2. Scikit-learn

Overview

Questions

How can we model environmental data with decision trees?

Objectives

Understand how to fit decision trees in SciKit-Learn

Decision Trees on Mauna Loa CO2 data

This example uses data that consists of the monthly average atmospheric CO2 concentrations (in parts per million by volume (ppm)) collected at the Mauna Loa Observatory in Hawaii, between 1958 and 2001. The objective is to model the CO2 concentration as a function of the time t.

Build the dataset

We will derive a dataset from the Mauna Loa Observatory that collected air samples. We are interested in estimating the concentration of CO2 and extrapolate it for further year. First, we load the original dataset available in OpenML.

from sklearn.datasets import fetch_openml

co2 = fetch_openml(data_id=41187, as_frame=True, parser="pandas")
co2.frame.head()

First, we process the original dataframe to create a date index and select only the CO2 column.

import pandas as pd

# Do necessary data type conversion and extract only required columns
co2_data = co2.frame
co2_data["date"] = pd.to_datetime(co2_data[["year", "month", "day"]])
co2_data = co2_data[["date", "co2"]].set_index("date")
co2_data.head()

co2_data.index.min(), co2_data.index.max()

Out: (Timestamp('1958-03-29 00:00:00'), Timestamp('2001-12-29 00:00:00'))

We see that we get CO2 concentration for some days from March, 1958 to December, 2001. We can plot these raw information to have a better understanding.

import matplotlib.pyplot as plt

co2_data.plot()
plt.ylabel("CO$_2$ concentration (ppm)")
_ = plt.title("Raw air samples measurements from the Mauna Loa Observatory")

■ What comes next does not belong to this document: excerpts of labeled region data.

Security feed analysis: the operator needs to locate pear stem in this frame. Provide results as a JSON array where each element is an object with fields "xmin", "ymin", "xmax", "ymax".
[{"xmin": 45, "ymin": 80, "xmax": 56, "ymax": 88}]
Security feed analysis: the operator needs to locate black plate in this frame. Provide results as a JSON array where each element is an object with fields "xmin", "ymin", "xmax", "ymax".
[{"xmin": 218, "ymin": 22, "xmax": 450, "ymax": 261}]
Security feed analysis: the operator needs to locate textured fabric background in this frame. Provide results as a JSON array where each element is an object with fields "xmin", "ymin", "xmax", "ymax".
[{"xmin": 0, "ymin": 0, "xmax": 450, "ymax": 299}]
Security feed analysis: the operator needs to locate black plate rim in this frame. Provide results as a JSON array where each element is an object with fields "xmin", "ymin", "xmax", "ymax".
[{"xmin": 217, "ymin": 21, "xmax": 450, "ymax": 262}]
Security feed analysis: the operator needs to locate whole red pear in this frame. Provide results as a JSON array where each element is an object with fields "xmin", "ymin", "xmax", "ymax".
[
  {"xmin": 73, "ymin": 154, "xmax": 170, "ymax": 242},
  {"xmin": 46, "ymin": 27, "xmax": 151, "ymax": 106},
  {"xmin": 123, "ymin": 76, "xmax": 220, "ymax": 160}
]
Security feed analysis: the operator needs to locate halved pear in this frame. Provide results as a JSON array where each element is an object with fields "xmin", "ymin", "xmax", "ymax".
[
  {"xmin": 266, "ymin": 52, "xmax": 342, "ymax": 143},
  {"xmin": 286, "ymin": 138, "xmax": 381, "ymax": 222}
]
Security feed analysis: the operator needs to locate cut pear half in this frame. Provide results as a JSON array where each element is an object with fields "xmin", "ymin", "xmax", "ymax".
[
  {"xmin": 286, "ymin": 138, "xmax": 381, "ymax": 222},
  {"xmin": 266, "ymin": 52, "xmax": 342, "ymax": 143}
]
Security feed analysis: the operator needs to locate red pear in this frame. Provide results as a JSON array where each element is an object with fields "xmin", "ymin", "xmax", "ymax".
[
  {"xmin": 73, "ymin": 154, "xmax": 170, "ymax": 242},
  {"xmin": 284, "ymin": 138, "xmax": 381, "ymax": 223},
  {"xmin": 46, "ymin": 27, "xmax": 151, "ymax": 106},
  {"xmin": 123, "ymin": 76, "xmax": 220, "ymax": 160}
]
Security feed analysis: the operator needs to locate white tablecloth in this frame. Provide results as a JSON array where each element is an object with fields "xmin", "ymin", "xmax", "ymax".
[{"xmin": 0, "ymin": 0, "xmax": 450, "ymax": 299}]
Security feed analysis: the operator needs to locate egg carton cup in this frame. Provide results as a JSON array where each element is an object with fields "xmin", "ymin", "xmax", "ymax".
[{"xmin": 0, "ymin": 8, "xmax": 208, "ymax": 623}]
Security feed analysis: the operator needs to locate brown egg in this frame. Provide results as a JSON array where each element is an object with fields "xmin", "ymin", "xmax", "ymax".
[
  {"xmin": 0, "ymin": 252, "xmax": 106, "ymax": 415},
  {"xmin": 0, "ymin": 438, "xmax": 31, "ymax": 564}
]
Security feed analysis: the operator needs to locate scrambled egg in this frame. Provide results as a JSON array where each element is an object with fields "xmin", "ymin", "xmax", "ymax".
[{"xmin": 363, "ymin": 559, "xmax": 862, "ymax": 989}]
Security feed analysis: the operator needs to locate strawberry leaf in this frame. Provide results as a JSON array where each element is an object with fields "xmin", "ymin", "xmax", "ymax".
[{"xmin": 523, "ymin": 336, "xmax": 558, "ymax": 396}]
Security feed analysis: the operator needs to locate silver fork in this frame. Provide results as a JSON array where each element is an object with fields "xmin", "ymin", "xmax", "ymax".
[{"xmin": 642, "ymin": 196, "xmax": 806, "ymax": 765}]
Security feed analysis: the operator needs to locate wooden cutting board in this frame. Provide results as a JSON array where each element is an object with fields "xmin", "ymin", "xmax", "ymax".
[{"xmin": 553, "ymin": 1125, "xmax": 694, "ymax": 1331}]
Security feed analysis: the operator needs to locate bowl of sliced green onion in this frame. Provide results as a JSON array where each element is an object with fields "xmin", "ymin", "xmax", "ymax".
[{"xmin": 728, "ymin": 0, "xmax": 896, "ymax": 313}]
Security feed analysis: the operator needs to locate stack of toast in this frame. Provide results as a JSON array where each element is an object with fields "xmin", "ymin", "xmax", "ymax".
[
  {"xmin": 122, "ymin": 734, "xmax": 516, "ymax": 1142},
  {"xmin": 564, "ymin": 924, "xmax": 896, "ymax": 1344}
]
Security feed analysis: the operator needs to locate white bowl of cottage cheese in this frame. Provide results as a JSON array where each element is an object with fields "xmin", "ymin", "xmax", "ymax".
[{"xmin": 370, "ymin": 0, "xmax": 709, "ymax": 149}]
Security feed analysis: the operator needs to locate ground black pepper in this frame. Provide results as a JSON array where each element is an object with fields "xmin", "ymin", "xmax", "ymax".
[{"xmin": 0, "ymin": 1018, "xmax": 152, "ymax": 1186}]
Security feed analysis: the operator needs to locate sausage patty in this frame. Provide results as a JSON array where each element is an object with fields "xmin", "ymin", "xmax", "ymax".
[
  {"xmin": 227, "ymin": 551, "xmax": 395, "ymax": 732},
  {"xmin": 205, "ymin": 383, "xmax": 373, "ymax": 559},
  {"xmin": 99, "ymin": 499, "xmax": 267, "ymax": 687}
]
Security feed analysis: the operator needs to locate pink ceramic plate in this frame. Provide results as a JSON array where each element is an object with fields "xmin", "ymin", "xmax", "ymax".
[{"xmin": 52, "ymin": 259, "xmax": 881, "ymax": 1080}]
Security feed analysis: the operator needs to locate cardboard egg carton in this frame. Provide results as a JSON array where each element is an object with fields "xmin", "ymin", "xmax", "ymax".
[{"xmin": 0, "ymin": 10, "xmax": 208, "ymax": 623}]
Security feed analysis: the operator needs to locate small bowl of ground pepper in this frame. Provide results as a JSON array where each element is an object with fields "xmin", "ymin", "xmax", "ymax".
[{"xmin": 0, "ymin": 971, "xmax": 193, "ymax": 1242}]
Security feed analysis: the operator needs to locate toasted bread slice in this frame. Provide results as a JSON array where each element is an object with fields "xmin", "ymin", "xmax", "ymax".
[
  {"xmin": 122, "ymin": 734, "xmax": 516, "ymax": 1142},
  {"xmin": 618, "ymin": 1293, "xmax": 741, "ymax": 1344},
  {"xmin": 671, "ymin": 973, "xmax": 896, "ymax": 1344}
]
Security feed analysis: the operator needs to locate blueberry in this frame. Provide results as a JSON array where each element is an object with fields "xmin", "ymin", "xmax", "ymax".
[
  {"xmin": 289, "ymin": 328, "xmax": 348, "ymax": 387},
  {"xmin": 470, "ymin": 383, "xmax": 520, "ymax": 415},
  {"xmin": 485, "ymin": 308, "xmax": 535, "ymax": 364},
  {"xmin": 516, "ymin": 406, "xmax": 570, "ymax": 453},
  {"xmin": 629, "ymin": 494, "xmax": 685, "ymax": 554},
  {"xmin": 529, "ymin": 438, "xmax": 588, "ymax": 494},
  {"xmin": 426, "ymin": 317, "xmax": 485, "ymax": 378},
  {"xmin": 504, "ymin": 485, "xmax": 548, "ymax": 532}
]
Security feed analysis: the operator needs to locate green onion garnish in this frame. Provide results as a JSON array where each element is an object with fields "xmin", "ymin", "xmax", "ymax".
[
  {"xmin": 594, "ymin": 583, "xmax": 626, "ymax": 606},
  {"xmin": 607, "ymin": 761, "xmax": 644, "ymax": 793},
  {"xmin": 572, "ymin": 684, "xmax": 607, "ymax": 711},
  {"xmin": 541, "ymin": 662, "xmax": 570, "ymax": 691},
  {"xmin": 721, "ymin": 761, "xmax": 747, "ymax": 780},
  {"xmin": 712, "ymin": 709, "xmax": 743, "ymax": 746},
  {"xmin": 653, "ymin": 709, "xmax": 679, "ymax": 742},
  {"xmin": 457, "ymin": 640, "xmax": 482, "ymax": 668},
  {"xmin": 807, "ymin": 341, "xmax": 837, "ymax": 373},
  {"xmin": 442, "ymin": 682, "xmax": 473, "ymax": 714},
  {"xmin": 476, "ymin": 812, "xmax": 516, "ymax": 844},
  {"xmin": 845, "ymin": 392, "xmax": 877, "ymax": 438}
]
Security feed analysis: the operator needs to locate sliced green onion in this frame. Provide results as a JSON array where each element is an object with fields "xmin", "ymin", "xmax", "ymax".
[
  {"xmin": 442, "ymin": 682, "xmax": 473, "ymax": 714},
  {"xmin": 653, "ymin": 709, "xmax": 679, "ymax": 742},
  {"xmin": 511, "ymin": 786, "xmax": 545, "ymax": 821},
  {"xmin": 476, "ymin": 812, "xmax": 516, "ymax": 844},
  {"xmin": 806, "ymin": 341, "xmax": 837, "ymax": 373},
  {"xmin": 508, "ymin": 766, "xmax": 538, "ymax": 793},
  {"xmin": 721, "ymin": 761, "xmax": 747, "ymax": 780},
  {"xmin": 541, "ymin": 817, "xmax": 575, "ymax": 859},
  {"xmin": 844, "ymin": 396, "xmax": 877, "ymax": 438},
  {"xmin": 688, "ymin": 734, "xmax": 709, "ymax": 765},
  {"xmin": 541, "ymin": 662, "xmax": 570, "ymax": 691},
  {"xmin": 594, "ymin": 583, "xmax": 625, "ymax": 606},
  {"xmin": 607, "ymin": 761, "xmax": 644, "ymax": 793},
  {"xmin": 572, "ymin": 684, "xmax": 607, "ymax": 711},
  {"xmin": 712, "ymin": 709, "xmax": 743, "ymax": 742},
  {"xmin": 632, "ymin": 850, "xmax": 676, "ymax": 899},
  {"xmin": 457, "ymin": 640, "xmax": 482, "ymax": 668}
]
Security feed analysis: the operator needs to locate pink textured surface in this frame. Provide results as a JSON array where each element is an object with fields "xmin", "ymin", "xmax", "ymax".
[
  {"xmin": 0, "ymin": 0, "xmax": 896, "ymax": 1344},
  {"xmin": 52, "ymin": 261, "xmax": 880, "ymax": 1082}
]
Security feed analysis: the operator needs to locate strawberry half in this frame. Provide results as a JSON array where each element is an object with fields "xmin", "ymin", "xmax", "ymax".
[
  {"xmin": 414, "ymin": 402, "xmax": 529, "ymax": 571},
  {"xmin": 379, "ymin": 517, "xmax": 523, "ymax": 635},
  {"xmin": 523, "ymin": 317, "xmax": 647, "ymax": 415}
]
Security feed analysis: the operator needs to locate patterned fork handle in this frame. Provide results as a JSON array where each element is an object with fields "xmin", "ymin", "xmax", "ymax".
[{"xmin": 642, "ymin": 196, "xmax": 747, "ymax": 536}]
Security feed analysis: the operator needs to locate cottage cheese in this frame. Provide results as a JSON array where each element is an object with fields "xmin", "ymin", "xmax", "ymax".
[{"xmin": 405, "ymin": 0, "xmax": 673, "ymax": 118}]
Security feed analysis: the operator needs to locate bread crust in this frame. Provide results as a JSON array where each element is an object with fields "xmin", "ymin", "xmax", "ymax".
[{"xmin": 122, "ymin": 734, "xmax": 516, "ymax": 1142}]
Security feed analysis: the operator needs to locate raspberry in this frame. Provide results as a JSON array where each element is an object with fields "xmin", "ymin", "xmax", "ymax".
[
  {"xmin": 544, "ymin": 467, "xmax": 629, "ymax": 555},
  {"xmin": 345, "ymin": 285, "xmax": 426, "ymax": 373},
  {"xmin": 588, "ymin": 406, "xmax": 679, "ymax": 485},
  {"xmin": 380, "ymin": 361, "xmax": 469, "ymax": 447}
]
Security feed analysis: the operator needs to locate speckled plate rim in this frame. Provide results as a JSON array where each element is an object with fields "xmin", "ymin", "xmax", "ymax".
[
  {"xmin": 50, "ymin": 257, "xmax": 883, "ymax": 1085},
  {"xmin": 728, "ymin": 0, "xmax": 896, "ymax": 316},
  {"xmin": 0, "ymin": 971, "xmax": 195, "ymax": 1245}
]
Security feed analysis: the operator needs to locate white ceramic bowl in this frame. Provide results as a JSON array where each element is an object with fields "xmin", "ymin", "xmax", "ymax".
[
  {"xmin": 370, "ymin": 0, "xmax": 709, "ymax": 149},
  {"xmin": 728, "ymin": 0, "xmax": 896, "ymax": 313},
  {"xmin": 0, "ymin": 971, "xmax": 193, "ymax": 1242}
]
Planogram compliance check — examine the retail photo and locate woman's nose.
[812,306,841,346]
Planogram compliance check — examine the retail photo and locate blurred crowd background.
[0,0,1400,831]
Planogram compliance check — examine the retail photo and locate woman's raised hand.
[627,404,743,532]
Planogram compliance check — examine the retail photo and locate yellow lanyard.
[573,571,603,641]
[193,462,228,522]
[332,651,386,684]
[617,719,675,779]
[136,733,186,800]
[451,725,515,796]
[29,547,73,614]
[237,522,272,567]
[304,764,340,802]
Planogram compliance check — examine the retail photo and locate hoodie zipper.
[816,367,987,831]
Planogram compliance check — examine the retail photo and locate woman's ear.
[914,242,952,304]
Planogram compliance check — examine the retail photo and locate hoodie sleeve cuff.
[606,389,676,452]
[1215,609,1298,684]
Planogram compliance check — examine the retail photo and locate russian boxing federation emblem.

We will preprocess the dataset by taking a monthly average and drop month for which no measurements were collected. Such a processing will have an smoothing effect on the data.

# Resample data monthly
co2_data = co2_data.resample("M").mean().dropna(axis="index", how="any")

Cross validation is an important step in machine learning. In cross validation, the machine learning model is trained and evaluated on different subsets of input data. This step is crucial for clean evaluation, increased generalizability, and minimize underfitting & overfitting.

from sklearn.model_selection import train_test_split

RANDOM_SEED = 42  # Ensures reproducibility of split
co2_train, co2_validation = train_test_split(
    co2_data, test_size=0.25, shuffle=False, random_state=RANDOM_SEED
)

plt.plot(co2_train)
plt.plot(co2_validation)
plt.ylabel("Monthly average of CO$_2$ concentration (ppm)")
plt.xlabel("Date")
_ = plt.title(
    "Monthly average of air samples measurements\nfrom the Mauna Loa Observatory"
)
plt.legend(["train", "validation"])

The idea in this example will be to predict the CO2 concentration in function of the date. We are as well interested in extrapolating for upcoming year after 2001.

As a first step, we will divide the data and the target to estimate. The data being a date, we will convert it into a numeric.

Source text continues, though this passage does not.